Vascular endothelial heterogeneity influences the outcome of pig-to-baboon cardiac and renal xenografts and the associated systemic manifestations

Aims: Molecular mechanisms underlying acute vascular rejection in pig-to-baboon xenotransplants and the associated thrombotic sequelae remain largely unknown. Qualitative differences of the vasculature of different organ grafts may dictate specific alterations in rejection response and any associated systemic manifestations. Methods: Baboons (n=27) received an immunosuppressive regimen, and underwent miniature swine or hDAF pig kidney (Group 1, n=6) or heart (Group 2, n=7) transplantation, or GalT-KO kidney transplantation (Group 3, n=14). A cDNA mini-array was developed to study expression of porcine pro-inflammatory, apoptosis-related, and vascular coagulant/fibrinolytic genes in these grafts. Data were validated at mRNA and protein levels. Results: Consumptive coagulopathy was seen in baboons transplanted with porcine kidneys (Group 1: 3 of 6), and (Group 3: 5 of 14) but less frequently following porcine cardiac transplantation (Group 2: 1 of 7).
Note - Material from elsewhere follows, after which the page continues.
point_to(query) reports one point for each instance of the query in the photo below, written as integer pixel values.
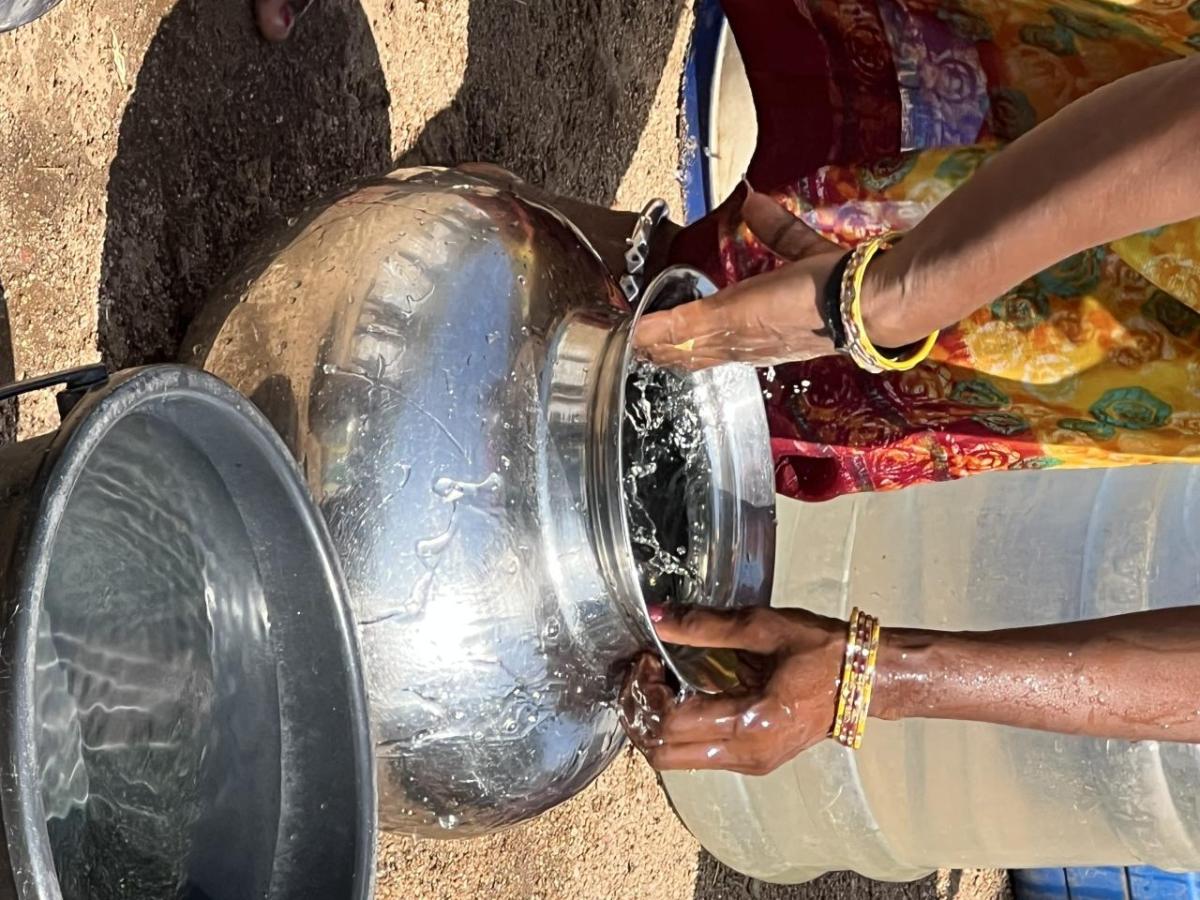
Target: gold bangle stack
(858, 346)
(857, 679)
In renal xenografts (Group 1 and 3), upregulated genes included heme oxygenase-I and CD39, von Willebrand factor, P-selectin, and superoxide dismutases, irrespective of GalT status. In cardiac xenografts (Group 2), fibrin deposition and vascular injury were uniquely associated with the upregulation of the gene for plasminogen activator inhibitor-1. Conclusion: Differential responses of the vasculature with respect to regulation of clotting, platelet activation, and fibrinolysis may influence the development of thrombotic injury in porcine renal and cardiac xenografts. The proposal that disordered thromboregulation and abnormal fibrinolysis might occur in an organ-specific manner as components of graft rejection may be important for the generation of transgenic pigs for future clinical xenotransplantation.